7-8/2024
Obrazek ilustrujący tekst Liturgie przemocy Jarosława Freta

rys. Kinga Czaplarska

Liturgie przemocy Jarosława Freta

Wrocławski Teatr ZAR w oryginalny sposób uczcił dwudziestolecie swojego istnienia podczas obchodów ZARweek w maju 2024 roku. Święto teatru przemieniło się w rytuał funeralny.

 

Słowa bywają groźne, miewają moc! „Zar”, nazwa teatru, to pieśń pogrzebowa w języku Swanów, żyjących na wyżynach Kaukazu w północno-zachodniej Gruzji. Po dwudziestu latach ZAR wyśpiewał własne samospalenie…
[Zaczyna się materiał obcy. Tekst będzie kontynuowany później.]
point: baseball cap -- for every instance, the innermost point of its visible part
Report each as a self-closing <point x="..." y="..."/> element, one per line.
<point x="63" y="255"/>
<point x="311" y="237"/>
Jarosław Fret miał kiedyś fascynujący pomysł na teatr. Zainspirowany wizytą u Włodzimierza Staniewskiego w Gardzienicach, z niewielką grupą fascynatów wyruszył na krańce świata w poszukiwaniu żywych kultur muzycznych i narzędzi do ponownego narodzenia teatru „z ducha muzyki”.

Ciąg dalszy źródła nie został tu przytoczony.